Young people, who are also members of these key population groups, have added vulnerabilities just because of their age. For example, age restrictive laws and policies limit independent access to sexual and reproductive health services such as HIV and pregnancy testing, contraceptives, abortion services and pre- and post-exposure prophylaxis. Mandatory parental consent and notification requirements also prevent younger people from accessing the relevant information, education and sexual and reproductive health services they require. Additionally, young people often have limited access to sexual and reproductive health services and commodities in places such as schools, detention centres, reform schools and prisons. 

“What we have learned is that punitive laws and discriminatory practices in countries are continuing to undermine progress on ending the AIDS epidemic,” said Dr. Mandeep Dhaliwal, Director of the HIV, Health and Development Group at UNDP. “Vulnerable and marginalized groups, in particular young men who have sex with men, transgender people, people who use drugs, sex workers are being left behind. The stigma, discrimination and violence they are facing is preventing their ability to receive prevention, treatment, care and support services. This must end if we’re going to end HIV and achieve the health-related goals of the 2030 Agenda for Sustainable Development.”

"Isigogo sigoqwa simanzi – You can only change someone’s mindset before something else occupies their minds,” said Hon. Ruth Labode, Zimbabwe Member of Parliament. “Parliamentarians come to parliament with their minds already influenced by certain religious, cultural, social and political perspectives. Hence, advocates must strike while the iron is hot, start building capacity and informing parliamentarians as early as possible.”

The symposium provided an opportunity to share and discuss lessons drawn from the Linking Policy to Programming project, a regional initiative implemented by UNDP, AMSHeR and HEARD that is working to reduce HIV risk and improve sexual and reproductive health outcomes for young key populations in SADC countries (Angola, Madagascar, Mozambique, Zambia and Zimbabwe). Funding for the project is provided through the Netherlands Ministry of Foreign Affairs.

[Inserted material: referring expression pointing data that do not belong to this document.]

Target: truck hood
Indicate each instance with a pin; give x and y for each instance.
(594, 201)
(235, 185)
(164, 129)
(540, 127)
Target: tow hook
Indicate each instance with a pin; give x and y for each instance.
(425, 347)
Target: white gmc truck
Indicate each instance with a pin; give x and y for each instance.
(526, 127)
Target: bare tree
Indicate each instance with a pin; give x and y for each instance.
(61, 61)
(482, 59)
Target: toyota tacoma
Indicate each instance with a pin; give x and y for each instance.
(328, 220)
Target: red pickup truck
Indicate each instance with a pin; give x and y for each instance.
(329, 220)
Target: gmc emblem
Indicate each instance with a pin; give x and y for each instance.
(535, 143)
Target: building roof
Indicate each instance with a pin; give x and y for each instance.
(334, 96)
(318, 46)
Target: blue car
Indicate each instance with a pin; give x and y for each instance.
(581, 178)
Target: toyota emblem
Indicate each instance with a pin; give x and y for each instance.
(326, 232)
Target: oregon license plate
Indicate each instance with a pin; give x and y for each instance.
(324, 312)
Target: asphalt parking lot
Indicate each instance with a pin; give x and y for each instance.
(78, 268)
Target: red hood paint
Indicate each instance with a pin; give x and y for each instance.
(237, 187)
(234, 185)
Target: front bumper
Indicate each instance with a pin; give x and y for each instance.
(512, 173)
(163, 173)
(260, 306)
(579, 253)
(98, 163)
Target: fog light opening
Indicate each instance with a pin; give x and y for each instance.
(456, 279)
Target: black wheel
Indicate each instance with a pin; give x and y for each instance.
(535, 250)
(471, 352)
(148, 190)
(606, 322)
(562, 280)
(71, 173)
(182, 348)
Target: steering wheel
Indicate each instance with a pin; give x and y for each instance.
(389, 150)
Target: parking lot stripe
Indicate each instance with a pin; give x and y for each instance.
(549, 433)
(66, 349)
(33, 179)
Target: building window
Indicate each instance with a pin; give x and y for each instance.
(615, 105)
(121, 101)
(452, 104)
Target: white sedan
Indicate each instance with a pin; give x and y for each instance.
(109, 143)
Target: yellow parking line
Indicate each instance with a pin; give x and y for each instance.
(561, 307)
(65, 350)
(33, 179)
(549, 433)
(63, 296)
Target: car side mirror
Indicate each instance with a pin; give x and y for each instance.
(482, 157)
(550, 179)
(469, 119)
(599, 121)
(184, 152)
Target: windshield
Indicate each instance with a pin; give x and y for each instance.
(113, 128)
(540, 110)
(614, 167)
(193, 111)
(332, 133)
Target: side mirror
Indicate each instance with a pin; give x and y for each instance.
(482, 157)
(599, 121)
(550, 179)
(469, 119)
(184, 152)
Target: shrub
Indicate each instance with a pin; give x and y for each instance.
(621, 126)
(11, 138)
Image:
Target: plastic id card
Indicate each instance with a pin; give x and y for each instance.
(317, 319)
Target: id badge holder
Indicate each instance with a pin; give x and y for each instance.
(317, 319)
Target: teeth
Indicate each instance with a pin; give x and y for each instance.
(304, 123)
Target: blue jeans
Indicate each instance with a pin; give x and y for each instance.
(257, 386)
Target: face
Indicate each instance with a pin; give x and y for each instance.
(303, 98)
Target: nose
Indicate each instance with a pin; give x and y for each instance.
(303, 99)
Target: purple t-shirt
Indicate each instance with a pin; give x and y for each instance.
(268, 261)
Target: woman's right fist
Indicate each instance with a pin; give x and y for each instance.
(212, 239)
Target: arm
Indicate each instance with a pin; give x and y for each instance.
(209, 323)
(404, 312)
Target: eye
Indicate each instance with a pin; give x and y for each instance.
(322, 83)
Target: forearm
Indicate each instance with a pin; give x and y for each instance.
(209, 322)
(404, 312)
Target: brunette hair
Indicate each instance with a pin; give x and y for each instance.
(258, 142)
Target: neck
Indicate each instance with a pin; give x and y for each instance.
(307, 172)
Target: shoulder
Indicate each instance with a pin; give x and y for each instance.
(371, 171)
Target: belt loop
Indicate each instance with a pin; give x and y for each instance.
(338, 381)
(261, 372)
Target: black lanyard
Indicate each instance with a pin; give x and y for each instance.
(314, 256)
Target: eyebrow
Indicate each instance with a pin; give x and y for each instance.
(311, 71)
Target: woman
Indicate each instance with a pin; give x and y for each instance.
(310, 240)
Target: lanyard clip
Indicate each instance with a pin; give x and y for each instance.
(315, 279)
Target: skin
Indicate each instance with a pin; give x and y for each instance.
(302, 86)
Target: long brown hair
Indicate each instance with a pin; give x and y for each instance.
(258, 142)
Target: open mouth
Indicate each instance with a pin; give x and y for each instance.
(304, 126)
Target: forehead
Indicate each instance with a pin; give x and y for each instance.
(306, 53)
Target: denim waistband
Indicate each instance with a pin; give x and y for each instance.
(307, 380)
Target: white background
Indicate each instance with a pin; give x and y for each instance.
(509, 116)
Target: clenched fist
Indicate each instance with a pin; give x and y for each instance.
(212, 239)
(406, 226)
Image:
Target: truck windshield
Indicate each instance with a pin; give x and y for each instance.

“Our central task is to convert the high ideals and laudable goals expressed in legal and political innovations into a real and sustained difference in the lives of those most at risk,” said Professor Nana Poku, HEARD. “All of the participants recognized the need for a holistic and multi-pronged approach that engages the community as fully as possible – parents, educators, medical professionals, traditional and religious leaders – and of course, young people themselves. The challenges are considerable, but so too is the shared determination to ensure the safety, health and well-being of the most vulnerable among us as well as our larger communities.” 

The Linking Policy to Programming project has focused on strengthening the capacity of national governments to put in place appropriate policies and laws that promote equitable access to HIV prevention and sexual and reproductive health services for young key populations. The project is also developing mechanisms that enable the engagement of young key populations in national and regional policy processes, generating robust evidence-based research to inform policy and practice, and applying human rights and HIV and sexual and reproductive health related indicators and milestones for young key population focused interventions.

“The evidence is clear – if we want truly effective HIV responses, then it’s crucially important that the young key populations communities, including young women and girls, are actively involved,” said Natasha Chama, Women’s Alliance for Equality (WAFE) Zambia. “Community-inclusive and human rights-based approaches are much more likely to be sustainable and deliver good health outcomes, which at the end of the day is what we all want to see.”

“Time for deciding the best interest for communities and young key populations without their say and agency has passed. It is only though involvement and empowerment that the double vulnerability will be compensated by youth-led and friendly interventions that provide skills and resources for better access to SRHR services by those left far behind in Southern Africa, namely young key populations”, said Berry Nibogora, Programme Manager at AMSHeR.